Sonja Rüther
nach einer Idee von Konrad Hollenstein
Feuertaufe (Geistkrieger 1)
2018
Knaur
400 Seiten
Eine Alternativweltgeschichte, in der die amerikanischen Ureinwohner einst von der Invasion der Europäer verschont worden und entsprechend unabhängig geblieben sind. Infolgedessen hat sich ihr Kontinent zu einem bewusst vom Rest der Welt abgeschotteten, aber mittlerweile hochmodernen und technisch führenden Staatengebilde entwickelt.
Das klingt nach einer spannenden Prämisse und einer Geschichte, die viel Potenzial bereithält. Doch letztlich erfahren wir leider gar nicht allzu Genaues über diese Welt; es gelingt der Autorin einfach nicht, sie natürlich und homogen erscheinen zu lassen.
Stattdessen dreht es sich vorrangig darum, dass die einheimischen Schamanen mit einer Totem-/Geisterwelt in Kontakt treten können, die großen Einfluss auf das dortige Leben nimmt. Überhaupt spielen sich reichlich mysteriöse, übernatürliche und für den gewöhnlichen Europäer völlig unerklärliche Dinge ab. Das schrammt dann leider alles mal wieder allzu nahe am üblichen Indianerklischee und -kitsch entlang.

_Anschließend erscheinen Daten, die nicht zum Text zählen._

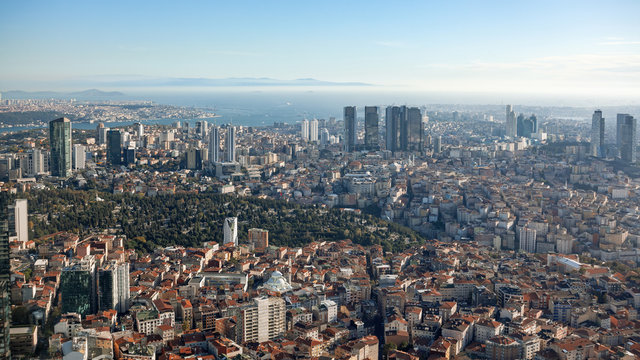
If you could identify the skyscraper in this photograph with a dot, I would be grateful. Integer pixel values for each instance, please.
(371, 128)
(392, 120)
(263, 320)
(414, 130)
(230, 229)
(78, 287)
(60, 141)
(230, 144)
(313, 130)
(79, 156)
(113, 287)
(627, 132)
(214, 145)
(304, 129)
(18, 217)
(324, 137)
(597, 134)
(114, 147)
(526, 126)
(5, 277)
(350, 128)
(510, 122)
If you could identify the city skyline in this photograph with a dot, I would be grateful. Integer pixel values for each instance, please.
(583, 48)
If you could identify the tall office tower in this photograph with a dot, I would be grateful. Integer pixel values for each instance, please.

Auch in handwerklicher Sicht gibt es Schwächen, was beispielsweise schon gleich damit losgeht, dass die Hauptfigur ein nerviger, unsympathischer Volltrottel ist. Natürlich ist das absichtlich so konstruiert, um seinen späteren Wandel zum Positiven umso deutlicher darstellen zu können, aber das kommt doch arg plump und zu dick aufgetragen rüber. Außerdem wird im Laufe des Romans keine klare Erzählstimme gefunden: immer wieder irritieren unpassende (und unbeabsichtigt wirkende) Perspektivwechsel, teilweise mitten innerhalb einer Szene.
Doch selbst wenn es bis hierher anders geklungen hat: Gänzlich misslungen ist das Buch definitiv nicht. Es gibt - gerade in der zweiten Hälfte - zweifellos viele gelungene Passagen, spannende Momente und eindrücklich beschriebene Szenen. Man sollte sich jedoch darüber im Klaren sein, dass die Alternativwelt hier nicht im Mittelpunkt steht, sondern lediglich die mäßig genutzte Kulisse für eine Mystery-/ Geistergeschichte bildet.
Wer an einer solchen mehr Interesse hat als an einem ausgefeilten Weltenbau und wer einen recht blutrünstigen Krimi mit übernatürlichen Elementen lesen möchte, wird mit der Geschichte von den Geistkriegern (die allerdings mit diesem ersten Teil noch keineswegs abgeschlossen ist) durchaus gut bedient.
Am Ende bleibt aber dennoch die Frage: Wenn die Autorin eine dermaßen aufregende und spektakuläre Bühne vorbereitet, um dann letztlich eine Geschichte zu erzählen, die eine solche kaum benötigt hätte ... wozu dann die Kulisse?